Hydropedological information can thus be used to ensure that the model configuration properly reflects the hydrological processes. This can be critical in simulating low flows, where vegetation may have access to near-surface water and thus limit contributions to streamflow.

  1. Land-use change: Hydropedological information can support the understanding of the impact of land-use change on water resources:
  • For example, if the interflow zone is urbanised it may result in a build-up of water against foundations and the generation of return flow to the surface and overland flow which may cause erosion.
  • Open pit mining close to responsive zones is likely to result in a draw-down of water levels and drying of wetlands. If such an open-pit intersects lateral flowpaths it will break the connectivity of flowpaths and cut the source of water to wetlands.

Although the impact of land-use change cannot always be avoided, hydropedological information might aid in managing and protecting the hydrologic drivers of the ecosystem and thereby minimise negative impacts.

Hydropedological Surveys

A hydropedological survey (in the context discussed above) is different from a conventional soil survey in the following aspects:

  • Observation depth: the depth of observation in a conventional survey is 1.5 m, whereas the observation depth for the hydropedological survey is the depth to the soil bedrock interface.
  • Classification: conventional soil surveys aim to classify soils following a specific classification system. In hydropedological surveys, all morphological properties and all soil horizons are described, recorded, and interpreted. Particular emphasis is placed on the ambient and connected soil-water environment and this includes 1) saprolitic (weathering rock) horizons and 2) horizons that are not necessarily included in the hierarchy of the classification system.
  • Observation density: Conventional soil surveys aim to capture the distribution of different soils in a particular landscape. Hydropedological surveys focus on the hydrological response of dominant hillslopes/transects.
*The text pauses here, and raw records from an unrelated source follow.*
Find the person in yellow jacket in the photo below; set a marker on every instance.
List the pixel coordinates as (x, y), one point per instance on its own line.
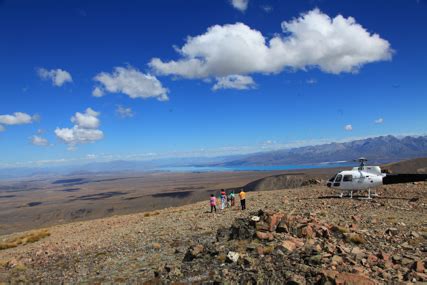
(242, 196)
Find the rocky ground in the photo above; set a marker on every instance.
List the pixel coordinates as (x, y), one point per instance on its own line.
(294, 236)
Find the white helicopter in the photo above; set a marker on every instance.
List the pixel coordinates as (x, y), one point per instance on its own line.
(368, 177)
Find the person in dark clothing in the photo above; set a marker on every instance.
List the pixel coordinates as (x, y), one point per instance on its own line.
(213, 203)
(242, 196)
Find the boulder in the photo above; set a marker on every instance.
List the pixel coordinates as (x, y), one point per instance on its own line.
(194, 252)
(342, 278)
(289, 245)
(296, 280)
(273, 221)
(264, 236)
(233, 256)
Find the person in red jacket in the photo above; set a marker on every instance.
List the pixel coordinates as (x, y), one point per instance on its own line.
(213, 203)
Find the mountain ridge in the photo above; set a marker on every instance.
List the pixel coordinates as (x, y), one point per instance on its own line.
(376, 149)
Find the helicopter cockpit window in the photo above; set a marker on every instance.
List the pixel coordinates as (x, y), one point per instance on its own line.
(348, 178)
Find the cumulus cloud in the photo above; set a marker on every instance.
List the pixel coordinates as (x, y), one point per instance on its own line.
(313, 40)
(87, 120)
(39, 141)
(85, 129)
(267, 8)
(97, 92)
(58, 76)
(348, 128)
(379, 121)
(18, 118)
(130, 81)
(124, 112)
(240, 5)
(239, 82)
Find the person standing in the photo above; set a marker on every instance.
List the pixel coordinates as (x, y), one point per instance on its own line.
(242, 196)
(213, 203)
(232, 198)
(223, 199)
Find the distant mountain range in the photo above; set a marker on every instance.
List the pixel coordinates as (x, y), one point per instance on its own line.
(382, 149)
(378, 149)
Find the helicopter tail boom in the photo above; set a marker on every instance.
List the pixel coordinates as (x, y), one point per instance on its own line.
(404, 178)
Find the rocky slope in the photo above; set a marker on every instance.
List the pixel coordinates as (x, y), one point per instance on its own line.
(294, 236)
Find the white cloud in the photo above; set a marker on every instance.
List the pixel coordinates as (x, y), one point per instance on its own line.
(379, 121)
(39, 141)
(124, 112)
(58, 76)
(334, 45)
(240, 5)
(85, 129)
(97, 92)
(132, 82)
(87, 120)
(348, 128)
(267, 8)
(18, 118)
(239, 82)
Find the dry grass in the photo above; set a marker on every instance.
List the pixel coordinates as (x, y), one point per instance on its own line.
(24, 239)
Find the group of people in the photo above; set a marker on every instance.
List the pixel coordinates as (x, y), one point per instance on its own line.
(228, 201)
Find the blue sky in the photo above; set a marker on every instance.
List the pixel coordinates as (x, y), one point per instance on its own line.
(205, 77)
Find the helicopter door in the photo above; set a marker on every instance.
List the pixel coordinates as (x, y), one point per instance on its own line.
(338, 179)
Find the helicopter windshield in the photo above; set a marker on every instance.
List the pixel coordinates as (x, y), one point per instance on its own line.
(332, 178)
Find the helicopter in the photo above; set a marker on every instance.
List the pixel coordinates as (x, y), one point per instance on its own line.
(365, 177)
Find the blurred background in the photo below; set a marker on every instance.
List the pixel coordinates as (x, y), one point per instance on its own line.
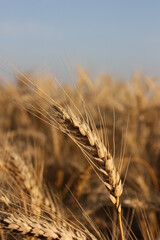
(115, 37)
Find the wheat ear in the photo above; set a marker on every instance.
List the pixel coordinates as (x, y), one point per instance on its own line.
(42, 229)
(91, 144)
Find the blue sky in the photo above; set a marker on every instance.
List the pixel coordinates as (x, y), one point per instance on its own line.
(102, 36)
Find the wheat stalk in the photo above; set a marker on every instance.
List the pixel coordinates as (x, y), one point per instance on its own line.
(29, 226)
(91, 144)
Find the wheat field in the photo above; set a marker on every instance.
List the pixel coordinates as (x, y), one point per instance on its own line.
(79, 161)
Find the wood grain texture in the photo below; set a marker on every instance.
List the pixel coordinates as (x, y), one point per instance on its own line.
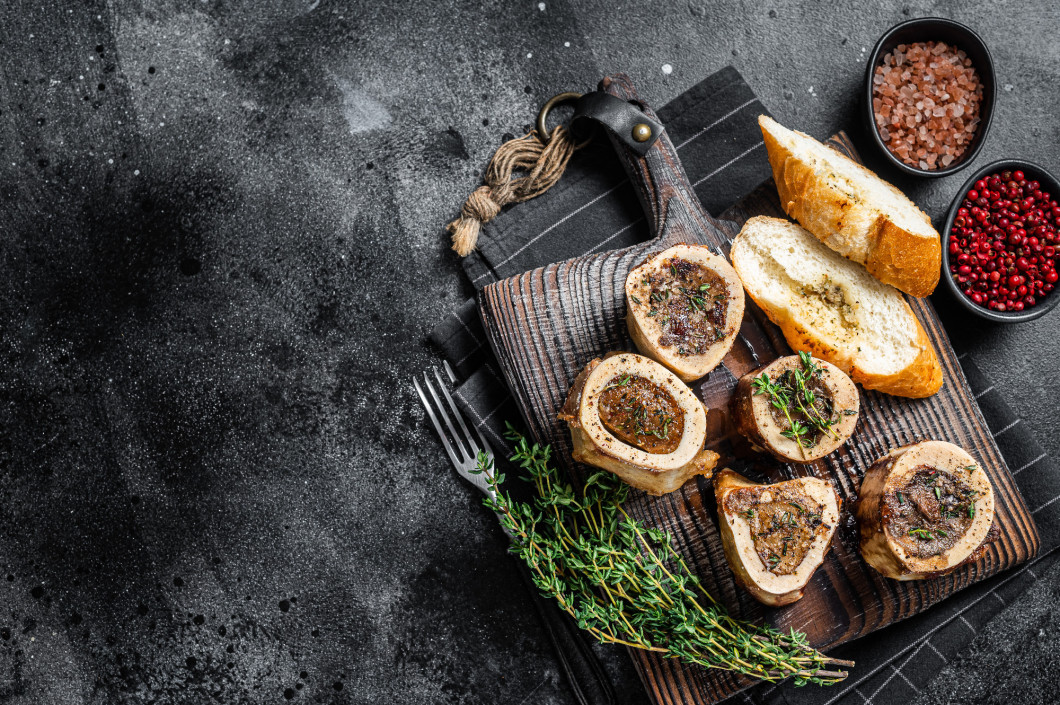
(545, 324)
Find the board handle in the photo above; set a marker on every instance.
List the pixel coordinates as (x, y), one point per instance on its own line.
(660, 179)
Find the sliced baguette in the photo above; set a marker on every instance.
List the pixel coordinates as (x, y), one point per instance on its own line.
(853, 211)
(833, 310)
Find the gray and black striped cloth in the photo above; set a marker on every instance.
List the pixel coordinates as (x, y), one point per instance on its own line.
(594, 208)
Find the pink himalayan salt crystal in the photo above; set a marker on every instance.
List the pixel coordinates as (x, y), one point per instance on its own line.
(928, 107)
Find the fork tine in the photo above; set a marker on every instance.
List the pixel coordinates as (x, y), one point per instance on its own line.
(459, 442)
(434, 420)
(481, 439)
(469, 439)
(449, 372)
Important to note is that hydropedological surveys cannot be used as a surrogate for mapping the agricultural potential (as required during most Environmental Impact Assessments) of an area. Conventional soil surveys (or other existing soil information) can also not always be used to infer the hydropedological response of an area, due to the differences between conventional and hydropedological surveys highlighted above.

Hydropedological surveys do not replace detailed soil physical or hydrometric measurements but rather serves as a vehicle to identify representative sites for such measurements and to extrapolate these measurements to larger areas. Hydropedological surveys are also not a surrogate for hydrological modeling but can contribute to the efficiency and accuracy of modeling exercises.

In conclusion, hydropedological surveys and the interpretation and application of hydropedological information can be a cost -and time effective approach to conceptualise and characterise hydrological behaviour of landscapes.